A 2 MeV neutron is emitted in a fission reactor. If it loses half of its kinetic energy in each collision with a moderator atom, how many collisions must it undergo to achieve thermal energy of 0.039 eV?

• A. 20
• B. 26
• C. 30
• D. 42
• E. 48

Hint:

To drop energy by a factor of 10, it takes about 3.32 collisions (since $2^{3.32} \approx 10$). For a drop from $10^6$ to $10^{-2}$ (8 orders of magnitude), $8 \times 3.32 \approx 26.5$.

Answer 1

The Correct Option is B

Concept:
The energy after $n$ collisions is given by $E_n = E_0 (1/2)^n$, where $E_0$ is the initial energy.
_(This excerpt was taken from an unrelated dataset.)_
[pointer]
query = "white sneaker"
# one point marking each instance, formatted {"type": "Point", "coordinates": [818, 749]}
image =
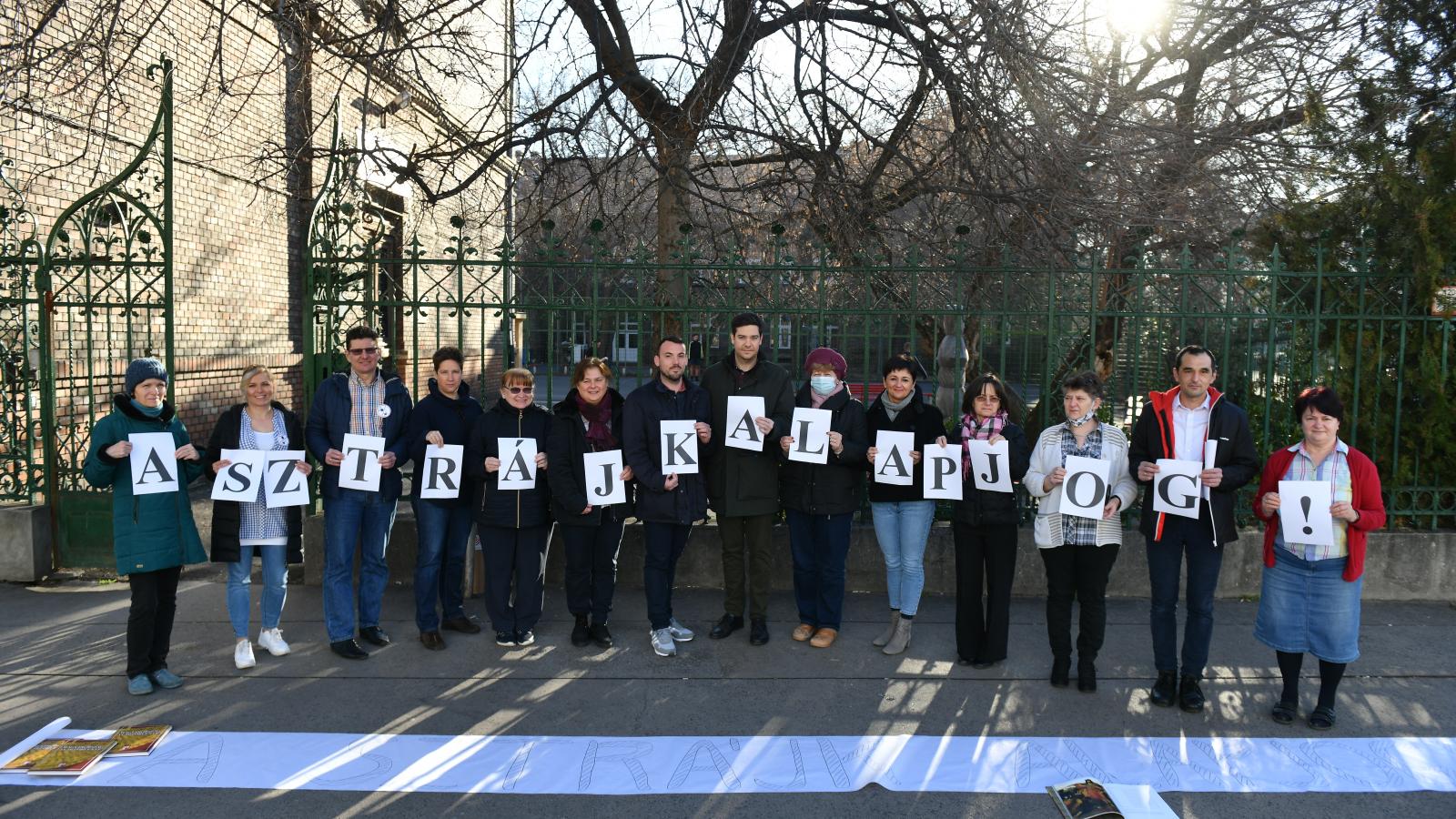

Step 1: Setting up the equation.
$E_0 = 2 \text{ MeV} = 2 \times 10^6 \text{ eV}$
$E_n = 0.039 \text{ eV}$ \[ 0.039 = (2 \times 10^6) \times \left(\frac{1}{2}\right)^n \]

Step 2: Solving for $n$.
\[ 2^n = \frac{2 \times 10^6}{0.039} \approx 5.128 \times 10^7 \] Taking logs on both sides: \[ n \log 2 = \log(5.128 \times 10^7) \] \[ n \approx \frac{7.71}{0.301} \approx 25.6 \] The neutron must undergo approximately 26 collisions.